Raison de l’optimisme à long terme ?

Au fil du temps, des relations moins tendues avec l’UE pourraient également s’avérer un catalyseur pour un renforcement des investissements des entreprises, donnant à la livre une voie durable vers une juste valeur de 1,40-1,45 contre le dollar et de 1,20-1,25 contre l’euro, a suggéré Pickering.

«En regardant plus loin, une élection à la direction conservatrice suivie d’une élection anticipée pendant la phase de lune de miel du nouveau chef n’est pas inconcevable avant la fin de 2022 ou le début de 2023. Johnson et May ont tous deux emmené le Royaume-Uni aux urnes peu de temps après être devenus des dirigeants conservateurs, ” a-t-il ajouté.

Cependant, mis à part la volatilité politique immédiate, Glass a fait valoir que le Royaume-Uni continue de bénéficier de “cadres institutionnels solides et d’une politique monétaire crédible”.

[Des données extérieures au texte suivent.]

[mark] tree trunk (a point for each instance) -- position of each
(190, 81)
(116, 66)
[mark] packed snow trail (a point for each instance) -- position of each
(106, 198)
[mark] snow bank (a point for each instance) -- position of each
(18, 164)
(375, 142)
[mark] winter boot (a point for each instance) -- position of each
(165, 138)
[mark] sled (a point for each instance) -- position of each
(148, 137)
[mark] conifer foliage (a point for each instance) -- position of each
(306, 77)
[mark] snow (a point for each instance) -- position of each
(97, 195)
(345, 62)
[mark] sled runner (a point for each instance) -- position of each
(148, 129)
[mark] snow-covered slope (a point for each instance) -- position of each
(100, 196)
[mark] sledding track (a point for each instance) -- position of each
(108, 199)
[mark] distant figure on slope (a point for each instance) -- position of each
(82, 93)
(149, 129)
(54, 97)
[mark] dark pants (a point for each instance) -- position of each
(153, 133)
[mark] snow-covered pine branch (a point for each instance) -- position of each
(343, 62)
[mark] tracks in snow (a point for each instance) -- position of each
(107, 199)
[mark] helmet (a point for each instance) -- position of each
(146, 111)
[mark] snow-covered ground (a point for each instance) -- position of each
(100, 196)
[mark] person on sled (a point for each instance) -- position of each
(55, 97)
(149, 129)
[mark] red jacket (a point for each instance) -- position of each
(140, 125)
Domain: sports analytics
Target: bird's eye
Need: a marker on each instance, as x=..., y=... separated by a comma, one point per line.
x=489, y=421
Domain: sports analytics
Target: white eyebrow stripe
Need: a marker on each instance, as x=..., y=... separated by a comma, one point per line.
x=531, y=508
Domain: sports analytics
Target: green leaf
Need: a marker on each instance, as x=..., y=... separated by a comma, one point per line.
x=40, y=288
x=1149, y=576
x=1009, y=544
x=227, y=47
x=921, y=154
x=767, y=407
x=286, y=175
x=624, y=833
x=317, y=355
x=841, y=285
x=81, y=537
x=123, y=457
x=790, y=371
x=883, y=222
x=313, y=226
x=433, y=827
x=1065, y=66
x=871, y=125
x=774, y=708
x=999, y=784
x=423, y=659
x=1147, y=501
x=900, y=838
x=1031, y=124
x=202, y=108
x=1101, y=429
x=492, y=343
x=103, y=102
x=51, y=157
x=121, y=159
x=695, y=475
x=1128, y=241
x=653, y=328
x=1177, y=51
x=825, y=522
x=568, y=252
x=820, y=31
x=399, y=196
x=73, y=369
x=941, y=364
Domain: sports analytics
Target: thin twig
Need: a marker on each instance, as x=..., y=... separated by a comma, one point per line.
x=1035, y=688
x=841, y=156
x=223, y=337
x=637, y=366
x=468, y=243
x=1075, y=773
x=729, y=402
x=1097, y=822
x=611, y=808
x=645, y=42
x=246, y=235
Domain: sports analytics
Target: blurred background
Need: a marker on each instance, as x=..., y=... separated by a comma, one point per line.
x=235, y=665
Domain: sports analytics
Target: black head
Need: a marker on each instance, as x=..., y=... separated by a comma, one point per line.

La Banque d’Angleterre a commencé à relever les taux d’intérêt pour freiner l’inflation et S&P Global estime que les prix à la consommation seront progressivement maîtrisés d’ici la mi-2024.

En outre, malgré une détérioration des perspectives macroéconomiques, les finances publiques se sont généralement stabilisées, la dette publique nette devant tomber à 94 % du PIB en 2025, contre 96 % fin 2021, a déclaré Glass.